Mein Blick glitt über den Küchentisch, auf dem sich die die leeren Bier- und Weinflaschen ein Stelldichein gaben und dann zu Papa, der mit dem Kopf in einer Bierpfütze vor sich hin schnarchte. Nach kurzer Überlegung nahm ich das Geschirrtuch vom Haken über der Spüle, faltete es zusammen und schob es Papa unter den Kopf. Als ich seinen Kopf zurück auf die Tischplatte legte, brabbelte er etwas Unsinniges vor sich hin. Zumindest glaube ich, dass es etwas Unsinniges war, bei „Müllemüllemülle“ kann man sich da nie ganz sicher sein.

Als ich wieder aufsah, begegnete ich Mamas Blick. Sie schüttelte empört ihren Kopf.

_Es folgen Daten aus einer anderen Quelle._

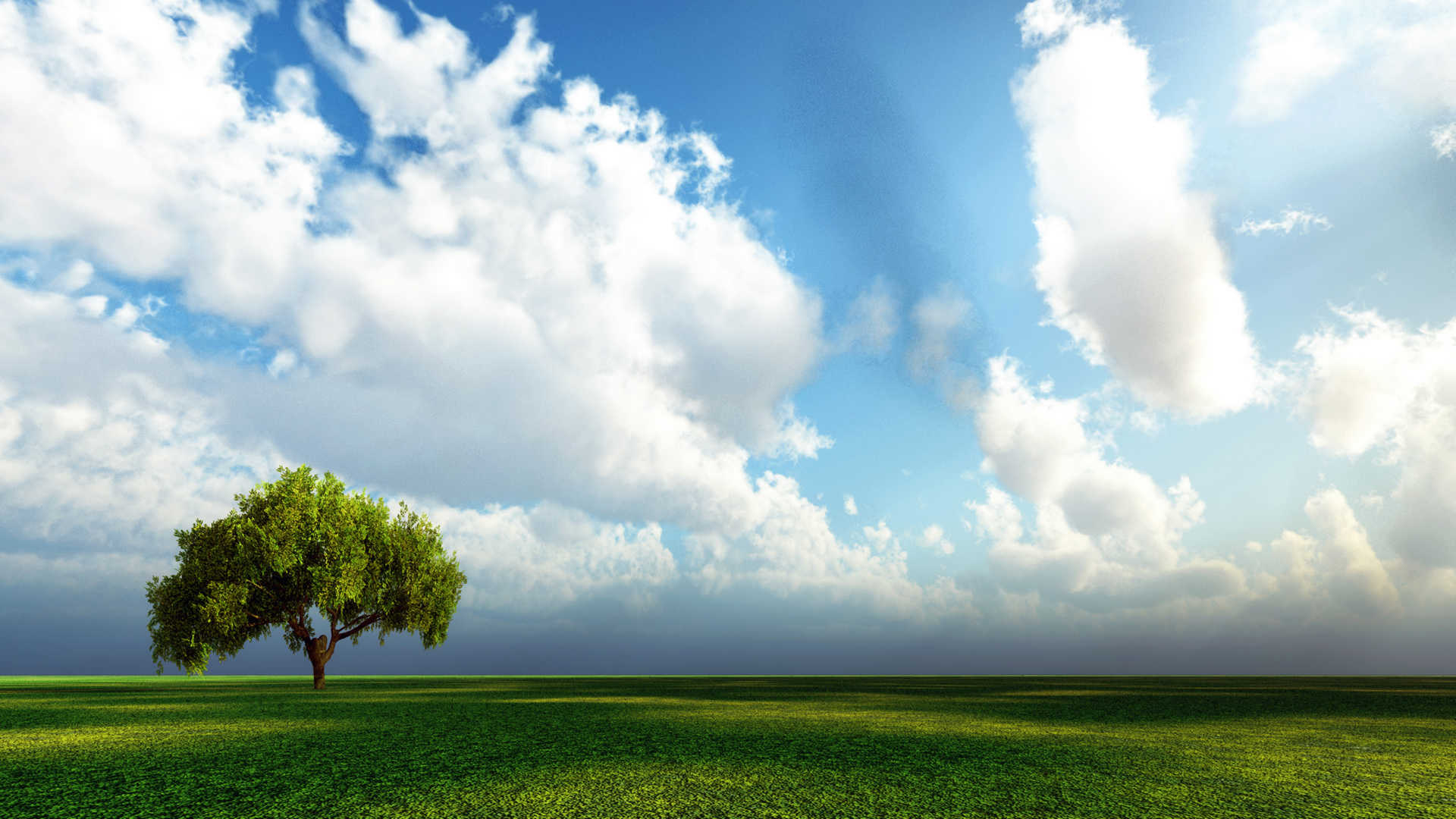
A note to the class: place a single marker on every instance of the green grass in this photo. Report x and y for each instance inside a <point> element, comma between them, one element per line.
<point>915,746</point>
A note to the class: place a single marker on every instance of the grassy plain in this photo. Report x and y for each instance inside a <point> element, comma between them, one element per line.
<point>676,748</point>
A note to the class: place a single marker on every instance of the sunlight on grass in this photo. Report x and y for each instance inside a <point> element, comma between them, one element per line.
<point>737,746</point>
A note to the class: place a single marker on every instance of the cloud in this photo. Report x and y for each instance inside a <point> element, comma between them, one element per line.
<point>544,558</point>
<point>934,538</point>
<point>1404,49</point>
<point>792,551</point>
<point>1332,572</point>
<point>552,279</point>
<point>1288,222</point>
<point>1106,535</point>
<point>1130,261</point>
<point>1443,140</point>
<point>941,322</point>
<point>1289,57</point>
<point>542,321</point>
<point>181,177</point>
<point>107,442</point>
<point>1379,387</point>
<point>938,318</point>
<point>871,322</point>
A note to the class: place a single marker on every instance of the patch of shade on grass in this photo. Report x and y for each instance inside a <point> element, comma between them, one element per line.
<point>728,746</point>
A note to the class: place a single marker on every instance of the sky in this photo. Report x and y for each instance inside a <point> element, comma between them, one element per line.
<point>753,338</point>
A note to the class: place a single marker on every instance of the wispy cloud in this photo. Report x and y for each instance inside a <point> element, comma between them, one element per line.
<point>1288,223</point>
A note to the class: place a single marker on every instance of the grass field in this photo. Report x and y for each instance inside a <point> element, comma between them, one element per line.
<point>728,746</point>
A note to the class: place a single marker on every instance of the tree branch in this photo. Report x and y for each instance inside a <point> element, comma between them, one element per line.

„Und wie du wieder aussiehst. Kein Wunder, dass die Leute über uns reden, wenn du ständig wie ein Landstreicher herumläufst.“ Sie warf Papa einen vorwurfsvollen Blick zu. „Naja, man brauchst sich ja nicht zu wundern, von wem du das hast.“

„Das trägt man heute so, Mama, meine Freunde laufen auch nicht anders rum.“

„Ha, Freunde. Ich würde diesen Vollidioten auch alles nachmachen, wenn ich dich wäre. Am Ende landest du noch in der Gosse, jawohl. Deine Brüder würden nie so rumlaufen, das kannst du mir glauben.“

Die alte Leier konnte ich schon nicht mehr hören. Seit meine Brüder auf See waren, liess Mama nichts auf die beiden kommen. Ihre Wertschätzung den Halunken gegenüber wuchs proportional zur Distanz, die sie von zuhause weg waren. Grad, dass sie die beiden nicht noch heiligsprechen und auf „Cherubim und Seraphim“ umtaufen liess. Da war es wohl besser, wenn ich das Gespräch auf unverfänglichere Themen lenkte.

„Wann kommen Tante Marta und Onkel Theo denn?“

„Um zwei Uhr sind sie da“, sagte Mama und griff nach der Zigarettenschachtel. „Dass bis dahin alles Tipp-Topp ist, hörst du?“

Ich überschlug schnell die Zeit. Wenn ich mich jetzt gleich ans Aufräumen machte, konnte ich es immer noch auf drei Uhr schaffen. Eine Stunde Zwangsanwesenheit bei der Familienzusammenführung musste genügen.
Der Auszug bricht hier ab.